Re your mention of it being perfect for hairline cracks. Could be used for a 'less dramatic' repair of failed fibreglass meshed recessed joins? 
And in general, would it have any benefits over paper tape and the butt join technique?

----------


## Rod Dyson

> Thanks Rod. I was interested too. 
> Re your mention of it being perfect for hairline cracks. Could be used for a 'less dramatic' repair of failed fibreglass meshed recessed joins? 
> And in general, would it have any benefits over paper tape and the butt join technique?

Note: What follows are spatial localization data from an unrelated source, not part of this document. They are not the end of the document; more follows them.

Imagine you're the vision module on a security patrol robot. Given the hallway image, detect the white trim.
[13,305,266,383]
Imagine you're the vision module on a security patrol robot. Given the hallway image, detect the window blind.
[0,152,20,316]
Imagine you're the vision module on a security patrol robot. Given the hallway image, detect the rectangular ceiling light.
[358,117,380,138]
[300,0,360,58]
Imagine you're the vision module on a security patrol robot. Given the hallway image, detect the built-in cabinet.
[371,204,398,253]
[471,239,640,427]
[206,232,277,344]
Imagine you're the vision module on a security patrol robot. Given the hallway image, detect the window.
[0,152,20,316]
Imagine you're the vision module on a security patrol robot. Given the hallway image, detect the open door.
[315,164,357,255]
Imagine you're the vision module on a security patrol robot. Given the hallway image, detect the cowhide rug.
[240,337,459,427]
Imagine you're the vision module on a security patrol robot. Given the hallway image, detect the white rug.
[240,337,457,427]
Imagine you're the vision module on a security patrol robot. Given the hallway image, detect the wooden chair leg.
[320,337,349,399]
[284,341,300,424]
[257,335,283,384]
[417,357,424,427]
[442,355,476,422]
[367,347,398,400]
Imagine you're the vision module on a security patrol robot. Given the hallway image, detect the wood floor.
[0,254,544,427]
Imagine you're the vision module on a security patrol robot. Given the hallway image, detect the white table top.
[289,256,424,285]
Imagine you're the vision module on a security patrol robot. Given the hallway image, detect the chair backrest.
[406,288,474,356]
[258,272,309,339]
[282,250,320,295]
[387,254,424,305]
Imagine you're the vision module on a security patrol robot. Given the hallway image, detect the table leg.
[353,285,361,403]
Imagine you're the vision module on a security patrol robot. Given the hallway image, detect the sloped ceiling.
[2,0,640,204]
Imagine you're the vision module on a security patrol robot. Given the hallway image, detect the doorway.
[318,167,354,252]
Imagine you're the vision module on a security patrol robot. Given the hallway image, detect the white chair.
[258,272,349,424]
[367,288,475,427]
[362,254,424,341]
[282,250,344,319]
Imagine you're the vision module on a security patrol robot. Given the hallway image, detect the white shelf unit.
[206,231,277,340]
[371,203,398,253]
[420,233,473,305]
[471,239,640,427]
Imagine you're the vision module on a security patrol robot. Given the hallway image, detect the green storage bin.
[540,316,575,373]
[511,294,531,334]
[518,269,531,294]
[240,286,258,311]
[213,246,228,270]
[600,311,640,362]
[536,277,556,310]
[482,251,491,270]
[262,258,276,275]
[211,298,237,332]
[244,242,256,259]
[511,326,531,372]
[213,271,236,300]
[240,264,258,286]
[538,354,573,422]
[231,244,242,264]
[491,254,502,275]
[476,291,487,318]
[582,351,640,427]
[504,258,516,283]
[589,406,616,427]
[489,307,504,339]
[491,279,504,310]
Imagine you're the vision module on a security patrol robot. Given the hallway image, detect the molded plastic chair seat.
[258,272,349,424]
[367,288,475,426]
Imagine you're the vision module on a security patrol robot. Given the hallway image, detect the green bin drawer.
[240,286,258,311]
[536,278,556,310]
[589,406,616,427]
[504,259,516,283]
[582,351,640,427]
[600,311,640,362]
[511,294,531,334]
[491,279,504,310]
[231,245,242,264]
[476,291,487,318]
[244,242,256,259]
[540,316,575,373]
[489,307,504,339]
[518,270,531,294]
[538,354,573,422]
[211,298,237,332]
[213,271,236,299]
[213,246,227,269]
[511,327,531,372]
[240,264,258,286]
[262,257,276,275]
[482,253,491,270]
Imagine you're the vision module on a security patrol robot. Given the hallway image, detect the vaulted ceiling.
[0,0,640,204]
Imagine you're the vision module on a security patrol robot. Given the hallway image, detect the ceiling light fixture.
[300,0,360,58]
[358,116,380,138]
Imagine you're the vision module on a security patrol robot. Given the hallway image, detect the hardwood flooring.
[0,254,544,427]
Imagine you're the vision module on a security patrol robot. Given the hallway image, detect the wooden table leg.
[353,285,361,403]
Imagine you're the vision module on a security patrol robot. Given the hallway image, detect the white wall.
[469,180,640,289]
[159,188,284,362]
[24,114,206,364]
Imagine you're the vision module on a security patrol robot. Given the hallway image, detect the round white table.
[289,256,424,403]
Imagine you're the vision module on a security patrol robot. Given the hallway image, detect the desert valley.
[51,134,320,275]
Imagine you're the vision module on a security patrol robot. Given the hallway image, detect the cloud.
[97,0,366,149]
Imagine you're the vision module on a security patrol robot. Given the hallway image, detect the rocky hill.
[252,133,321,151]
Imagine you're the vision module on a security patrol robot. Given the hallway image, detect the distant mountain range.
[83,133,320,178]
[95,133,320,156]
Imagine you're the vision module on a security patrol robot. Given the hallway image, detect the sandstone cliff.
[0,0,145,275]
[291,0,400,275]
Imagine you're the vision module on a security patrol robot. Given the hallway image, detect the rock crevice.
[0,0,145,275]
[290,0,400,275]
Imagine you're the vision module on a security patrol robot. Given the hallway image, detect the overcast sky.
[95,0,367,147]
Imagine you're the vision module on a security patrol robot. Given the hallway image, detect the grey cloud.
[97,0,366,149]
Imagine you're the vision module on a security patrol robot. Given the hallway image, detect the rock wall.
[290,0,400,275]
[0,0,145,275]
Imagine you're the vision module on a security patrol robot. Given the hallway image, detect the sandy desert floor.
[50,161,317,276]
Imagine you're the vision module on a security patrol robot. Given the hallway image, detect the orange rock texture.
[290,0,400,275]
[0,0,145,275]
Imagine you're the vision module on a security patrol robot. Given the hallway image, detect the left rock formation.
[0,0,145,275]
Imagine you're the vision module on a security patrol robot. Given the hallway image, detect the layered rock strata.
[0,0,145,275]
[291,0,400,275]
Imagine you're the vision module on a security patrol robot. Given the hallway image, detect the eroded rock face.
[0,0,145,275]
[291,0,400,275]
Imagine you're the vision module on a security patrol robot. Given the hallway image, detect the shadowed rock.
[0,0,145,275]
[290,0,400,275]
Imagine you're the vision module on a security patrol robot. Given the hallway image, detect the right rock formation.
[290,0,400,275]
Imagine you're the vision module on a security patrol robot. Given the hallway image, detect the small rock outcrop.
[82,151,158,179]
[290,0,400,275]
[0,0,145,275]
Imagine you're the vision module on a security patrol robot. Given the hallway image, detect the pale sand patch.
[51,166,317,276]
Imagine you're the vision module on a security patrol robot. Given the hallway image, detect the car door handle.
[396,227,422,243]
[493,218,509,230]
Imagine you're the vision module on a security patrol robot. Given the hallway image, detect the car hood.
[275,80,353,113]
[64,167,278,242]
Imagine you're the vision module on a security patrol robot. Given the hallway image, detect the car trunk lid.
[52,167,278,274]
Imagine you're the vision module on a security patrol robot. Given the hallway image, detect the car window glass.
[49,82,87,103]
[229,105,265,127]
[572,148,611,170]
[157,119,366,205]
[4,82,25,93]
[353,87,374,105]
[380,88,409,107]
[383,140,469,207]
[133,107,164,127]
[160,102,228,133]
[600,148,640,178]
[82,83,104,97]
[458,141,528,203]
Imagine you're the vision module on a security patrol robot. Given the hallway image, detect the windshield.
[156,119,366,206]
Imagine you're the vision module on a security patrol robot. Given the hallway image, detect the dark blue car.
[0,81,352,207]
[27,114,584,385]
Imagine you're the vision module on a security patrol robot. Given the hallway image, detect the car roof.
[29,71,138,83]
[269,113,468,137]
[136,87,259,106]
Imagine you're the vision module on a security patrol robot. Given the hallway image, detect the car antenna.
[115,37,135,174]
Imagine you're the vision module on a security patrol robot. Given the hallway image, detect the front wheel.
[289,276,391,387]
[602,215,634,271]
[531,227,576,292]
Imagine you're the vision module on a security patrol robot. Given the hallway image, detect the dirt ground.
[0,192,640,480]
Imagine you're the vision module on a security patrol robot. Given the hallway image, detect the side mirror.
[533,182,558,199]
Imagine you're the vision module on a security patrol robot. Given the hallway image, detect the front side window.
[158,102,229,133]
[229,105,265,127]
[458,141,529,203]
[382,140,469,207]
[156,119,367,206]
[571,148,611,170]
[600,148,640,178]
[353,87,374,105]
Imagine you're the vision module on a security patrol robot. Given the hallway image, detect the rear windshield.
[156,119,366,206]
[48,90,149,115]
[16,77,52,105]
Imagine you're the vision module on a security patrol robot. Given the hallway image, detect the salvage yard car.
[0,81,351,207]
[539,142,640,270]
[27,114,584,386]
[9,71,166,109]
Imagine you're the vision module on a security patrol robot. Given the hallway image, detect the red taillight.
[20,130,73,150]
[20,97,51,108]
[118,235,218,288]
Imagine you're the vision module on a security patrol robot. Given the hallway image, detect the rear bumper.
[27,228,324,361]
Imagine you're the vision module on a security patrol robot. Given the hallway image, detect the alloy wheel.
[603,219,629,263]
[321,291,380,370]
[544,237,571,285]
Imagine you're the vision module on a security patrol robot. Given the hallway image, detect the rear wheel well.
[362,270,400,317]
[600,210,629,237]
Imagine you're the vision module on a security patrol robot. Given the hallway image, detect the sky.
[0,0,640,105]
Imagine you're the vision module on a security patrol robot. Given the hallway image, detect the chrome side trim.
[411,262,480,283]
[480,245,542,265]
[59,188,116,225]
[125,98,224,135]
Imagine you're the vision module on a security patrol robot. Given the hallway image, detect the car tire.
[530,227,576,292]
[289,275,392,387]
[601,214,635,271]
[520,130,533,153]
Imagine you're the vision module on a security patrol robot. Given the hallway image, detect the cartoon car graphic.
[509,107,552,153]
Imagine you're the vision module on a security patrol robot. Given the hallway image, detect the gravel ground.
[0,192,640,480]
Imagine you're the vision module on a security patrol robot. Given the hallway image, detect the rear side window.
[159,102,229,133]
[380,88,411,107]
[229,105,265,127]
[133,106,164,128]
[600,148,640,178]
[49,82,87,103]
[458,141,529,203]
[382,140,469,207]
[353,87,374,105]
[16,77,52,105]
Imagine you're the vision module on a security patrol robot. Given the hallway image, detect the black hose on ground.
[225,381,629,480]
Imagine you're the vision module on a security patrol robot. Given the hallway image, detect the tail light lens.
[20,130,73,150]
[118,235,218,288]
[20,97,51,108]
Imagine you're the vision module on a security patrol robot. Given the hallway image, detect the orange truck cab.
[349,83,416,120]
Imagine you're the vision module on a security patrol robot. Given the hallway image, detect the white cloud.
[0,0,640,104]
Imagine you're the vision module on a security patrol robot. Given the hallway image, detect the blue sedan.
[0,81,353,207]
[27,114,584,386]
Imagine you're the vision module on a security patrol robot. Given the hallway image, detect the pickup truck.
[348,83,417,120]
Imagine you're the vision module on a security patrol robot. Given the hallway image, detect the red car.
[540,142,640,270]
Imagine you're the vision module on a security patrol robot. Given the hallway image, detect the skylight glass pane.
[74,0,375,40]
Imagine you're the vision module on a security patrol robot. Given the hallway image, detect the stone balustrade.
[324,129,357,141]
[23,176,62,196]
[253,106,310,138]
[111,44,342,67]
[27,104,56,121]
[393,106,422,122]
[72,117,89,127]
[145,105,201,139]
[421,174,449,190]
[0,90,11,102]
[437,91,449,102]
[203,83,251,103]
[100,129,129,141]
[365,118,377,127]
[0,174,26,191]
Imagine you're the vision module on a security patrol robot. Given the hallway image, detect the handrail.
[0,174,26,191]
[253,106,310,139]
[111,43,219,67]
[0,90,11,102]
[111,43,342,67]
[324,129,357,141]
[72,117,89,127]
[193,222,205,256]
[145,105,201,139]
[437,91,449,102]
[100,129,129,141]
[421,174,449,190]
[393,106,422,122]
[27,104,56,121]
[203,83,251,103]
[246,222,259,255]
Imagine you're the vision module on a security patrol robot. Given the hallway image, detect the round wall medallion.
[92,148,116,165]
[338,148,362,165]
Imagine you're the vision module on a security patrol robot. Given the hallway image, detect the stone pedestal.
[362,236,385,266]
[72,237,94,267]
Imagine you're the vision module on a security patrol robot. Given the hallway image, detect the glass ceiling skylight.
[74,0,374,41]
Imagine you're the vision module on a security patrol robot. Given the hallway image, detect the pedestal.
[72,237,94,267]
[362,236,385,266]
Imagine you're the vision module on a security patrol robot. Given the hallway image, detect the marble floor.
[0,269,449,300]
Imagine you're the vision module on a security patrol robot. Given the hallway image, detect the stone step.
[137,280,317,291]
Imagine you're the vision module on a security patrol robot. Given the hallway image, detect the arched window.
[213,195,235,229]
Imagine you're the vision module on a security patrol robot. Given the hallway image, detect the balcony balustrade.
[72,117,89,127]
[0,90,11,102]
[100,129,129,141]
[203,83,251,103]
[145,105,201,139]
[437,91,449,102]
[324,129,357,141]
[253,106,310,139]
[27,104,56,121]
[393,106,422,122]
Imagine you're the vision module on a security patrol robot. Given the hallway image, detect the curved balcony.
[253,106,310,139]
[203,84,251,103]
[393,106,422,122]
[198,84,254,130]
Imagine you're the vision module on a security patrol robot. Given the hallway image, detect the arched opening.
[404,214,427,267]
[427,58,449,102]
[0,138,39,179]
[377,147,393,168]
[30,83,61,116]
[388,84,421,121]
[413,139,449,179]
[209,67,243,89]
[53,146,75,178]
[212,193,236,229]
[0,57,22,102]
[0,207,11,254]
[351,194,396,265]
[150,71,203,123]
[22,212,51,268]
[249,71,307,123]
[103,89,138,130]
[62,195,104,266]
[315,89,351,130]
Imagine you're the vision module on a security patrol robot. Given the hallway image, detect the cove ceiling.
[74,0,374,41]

  Yes it will fix cracks from failed fibreglass tape.  Although I have seen these cracks that I would not use it on. 
The weakness is that it is very thin and will not span any sort of gap without bubbling when it gets damp, ie when trowelling, painting or days of high humidity. Yet in the right circumstances this is a benefit as the join will not have as much build up. 
So prefilling any gap at all would be best practice using this tape IMO. 
I prefer to dig out the old tape and replace it with paper tape then I KNOW I wont have any problems.   
It did trowell up very well though due to the fact it is very thin.  
Cheers Rod

----------


## stevoh741

thanks rod for the good advice. I bought some to try couple months ago and used it over a couple of failed fibreglass joints followed by (on your recommendation) 2 coats top coat. Havent painted yet but after 6 weeks joint still looking good. 
I also agree totally that it is marketed poorly and deceptively and I too would not bother on anything more than a hairline crack. 
cheers rod

----------


## CPE W&C

There have been several products over the years that claim to be a 'quick fix', still nothing beats veeing out the crack, prefilling and applying papertape with the required coats of base and topcoat 
Regards, 
Craig

----------


## froge

Any idea where in Melbourne this Stress Crack Tape can be purchased?

----------


## Jim Carroll

I have seen it in Mitre 10

----------